By now the doctor was looking extremely puzzled.  It was, after all, the first time his most problematic patient had ever referred to requiring a good deal more treatment as though it were the pinnacle of his ambitions.

“Anyway, Sir, I’d better get back on the Bridge.  My lunch break’s nearly over.”  In front of Phlox she reverted to something approximating formality.  “I’ll come back and visit you this evening ... if you’d like me to.”

“I’ll look forward to it, Ensign.”  Even the remnants of the cuts and bruising couldn’t keep the smile off his face.  He wondered if there was any way he could get rid of everyone else out of Sickbay so he could volunteer for some especially intensive therapy.  Probably having a sign up by the time she arrived saying ‘Everything By Mouth’ would be a bit of a give-away, and anyway, knowing his luck, Trip would come in first.

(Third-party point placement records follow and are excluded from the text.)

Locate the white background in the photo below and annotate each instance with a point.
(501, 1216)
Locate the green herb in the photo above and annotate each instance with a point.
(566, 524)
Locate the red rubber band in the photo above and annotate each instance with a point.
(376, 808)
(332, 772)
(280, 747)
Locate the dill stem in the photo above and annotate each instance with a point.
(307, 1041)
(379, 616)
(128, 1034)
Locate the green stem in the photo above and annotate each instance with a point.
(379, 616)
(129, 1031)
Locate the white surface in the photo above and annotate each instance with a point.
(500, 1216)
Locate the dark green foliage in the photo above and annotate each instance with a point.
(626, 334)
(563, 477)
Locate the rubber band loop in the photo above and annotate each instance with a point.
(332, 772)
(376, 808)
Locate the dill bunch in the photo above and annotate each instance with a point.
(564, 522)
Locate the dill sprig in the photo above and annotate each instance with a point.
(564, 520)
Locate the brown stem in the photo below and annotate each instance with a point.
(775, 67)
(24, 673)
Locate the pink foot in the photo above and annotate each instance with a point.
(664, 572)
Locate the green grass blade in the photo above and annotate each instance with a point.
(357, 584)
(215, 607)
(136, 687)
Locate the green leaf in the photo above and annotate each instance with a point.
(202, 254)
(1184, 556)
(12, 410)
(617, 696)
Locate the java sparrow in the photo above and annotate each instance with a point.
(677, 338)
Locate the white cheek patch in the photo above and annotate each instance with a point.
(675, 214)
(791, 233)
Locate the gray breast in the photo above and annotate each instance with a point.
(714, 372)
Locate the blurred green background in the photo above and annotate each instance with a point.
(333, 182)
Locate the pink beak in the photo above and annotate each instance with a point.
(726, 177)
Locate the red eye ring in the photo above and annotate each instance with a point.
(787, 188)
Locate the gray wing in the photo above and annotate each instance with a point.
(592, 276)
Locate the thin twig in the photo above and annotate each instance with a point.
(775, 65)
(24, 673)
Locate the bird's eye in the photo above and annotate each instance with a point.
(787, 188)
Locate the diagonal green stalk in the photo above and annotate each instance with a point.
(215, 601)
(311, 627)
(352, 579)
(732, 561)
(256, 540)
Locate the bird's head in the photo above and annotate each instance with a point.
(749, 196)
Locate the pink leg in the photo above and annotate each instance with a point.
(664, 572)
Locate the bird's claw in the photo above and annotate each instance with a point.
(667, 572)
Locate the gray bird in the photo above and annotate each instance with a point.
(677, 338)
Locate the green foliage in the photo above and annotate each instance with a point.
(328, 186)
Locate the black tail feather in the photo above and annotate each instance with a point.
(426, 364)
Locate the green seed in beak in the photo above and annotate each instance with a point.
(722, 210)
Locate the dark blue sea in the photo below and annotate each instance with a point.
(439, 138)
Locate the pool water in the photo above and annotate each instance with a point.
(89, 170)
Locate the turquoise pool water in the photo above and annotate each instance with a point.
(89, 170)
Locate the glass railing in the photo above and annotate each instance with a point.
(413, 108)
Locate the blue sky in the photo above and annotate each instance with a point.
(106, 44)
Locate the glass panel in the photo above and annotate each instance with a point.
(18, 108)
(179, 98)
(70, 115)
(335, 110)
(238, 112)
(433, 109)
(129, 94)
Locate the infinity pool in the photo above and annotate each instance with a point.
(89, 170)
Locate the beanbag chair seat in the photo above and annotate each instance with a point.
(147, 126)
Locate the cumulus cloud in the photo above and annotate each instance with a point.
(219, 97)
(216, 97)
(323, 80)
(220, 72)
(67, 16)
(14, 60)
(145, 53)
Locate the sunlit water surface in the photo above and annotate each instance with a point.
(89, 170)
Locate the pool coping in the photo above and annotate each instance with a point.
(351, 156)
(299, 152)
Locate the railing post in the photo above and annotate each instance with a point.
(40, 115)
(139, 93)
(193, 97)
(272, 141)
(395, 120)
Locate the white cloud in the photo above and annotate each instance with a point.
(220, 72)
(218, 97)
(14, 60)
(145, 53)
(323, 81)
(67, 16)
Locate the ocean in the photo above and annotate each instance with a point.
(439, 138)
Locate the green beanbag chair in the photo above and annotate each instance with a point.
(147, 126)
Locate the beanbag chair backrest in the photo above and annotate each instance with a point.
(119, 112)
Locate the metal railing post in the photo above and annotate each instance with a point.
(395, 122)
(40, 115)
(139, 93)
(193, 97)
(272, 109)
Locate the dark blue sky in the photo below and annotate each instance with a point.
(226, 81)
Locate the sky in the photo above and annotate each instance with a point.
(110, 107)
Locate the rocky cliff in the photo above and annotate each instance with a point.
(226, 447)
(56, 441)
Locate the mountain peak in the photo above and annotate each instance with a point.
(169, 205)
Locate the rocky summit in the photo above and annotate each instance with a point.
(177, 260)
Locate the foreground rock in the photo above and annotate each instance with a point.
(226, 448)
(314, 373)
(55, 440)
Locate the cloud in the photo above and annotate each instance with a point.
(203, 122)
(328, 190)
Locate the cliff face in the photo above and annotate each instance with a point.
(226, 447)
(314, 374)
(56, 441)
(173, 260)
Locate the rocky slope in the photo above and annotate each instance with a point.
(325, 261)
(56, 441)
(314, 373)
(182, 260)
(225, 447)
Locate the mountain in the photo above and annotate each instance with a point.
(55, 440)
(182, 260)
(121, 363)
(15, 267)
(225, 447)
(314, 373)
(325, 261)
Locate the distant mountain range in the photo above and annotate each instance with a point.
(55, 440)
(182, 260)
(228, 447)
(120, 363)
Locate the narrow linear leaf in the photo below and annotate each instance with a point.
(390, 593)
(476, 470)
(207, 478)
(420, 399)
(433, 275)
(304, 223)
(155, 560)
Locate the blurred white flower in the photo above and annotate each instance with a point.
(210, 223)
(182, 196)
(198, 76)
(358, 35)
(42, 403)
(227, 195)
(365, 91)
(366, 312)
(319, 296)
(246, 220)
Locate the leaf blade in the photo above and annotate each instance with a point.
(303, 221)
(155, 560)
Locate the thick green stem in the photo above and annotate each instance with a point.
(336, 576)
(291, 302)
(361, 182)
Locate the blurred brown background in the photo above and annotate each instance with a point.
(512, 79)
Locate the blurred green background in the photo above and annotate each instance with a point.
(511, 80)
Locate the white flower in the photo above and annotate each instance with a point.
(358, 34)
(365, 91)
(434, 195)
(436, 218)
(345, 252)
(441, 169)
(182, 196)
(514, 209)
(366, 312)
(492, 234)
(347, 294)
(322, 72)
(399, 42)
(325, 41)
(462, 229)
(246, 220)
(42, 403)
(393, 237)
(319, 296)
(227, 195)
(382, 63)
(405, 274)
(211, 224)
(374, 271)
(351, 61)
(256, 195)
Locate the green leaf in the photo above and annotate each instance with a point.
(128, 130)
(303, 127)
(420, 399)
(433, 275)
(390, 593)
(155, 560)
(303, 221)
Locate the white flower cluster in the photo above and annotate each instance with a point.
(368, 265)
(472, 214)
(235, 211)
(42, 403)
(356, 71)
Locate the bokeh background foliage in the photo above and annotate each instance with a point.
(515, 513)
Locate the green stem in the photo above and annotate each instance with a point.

The Denobulan looked from one of them to the other.  His eyebrows rose.  Fortunately, he refrained from anything more than a contemplative “Hmmm!” as Hoshi turned around and walked out of Sickbay.

Malcolm lay back on the bio-bed and tried his best to look ‘extremely uninformative’.  He’d have preferred ‘forbidding’, but after being caught _in flagrante delicto_ flirting, his face muscles refused to co-operate any more.  And as if he needed anything to make things worse, he was blushing again.

“I’ve got a headache,” he said pathetically, trying to come up with a distraction before Phlox launched into one of his famous (or infamous) inquisitions into human sexuality.

“You certainly appear to have had an extremely eventful day, Lieutenant,” the doctor agreed with a knowing smile.  “It would probably be best for you to rest for a while longer.  At least until this evening.”

“Yes.  I could handle that.” Damn, his thoughts were running away with him again.   _Ouch._ He’d better make sure that problem was fixed before setting a date for the enchiladas.  Though on the other hand .....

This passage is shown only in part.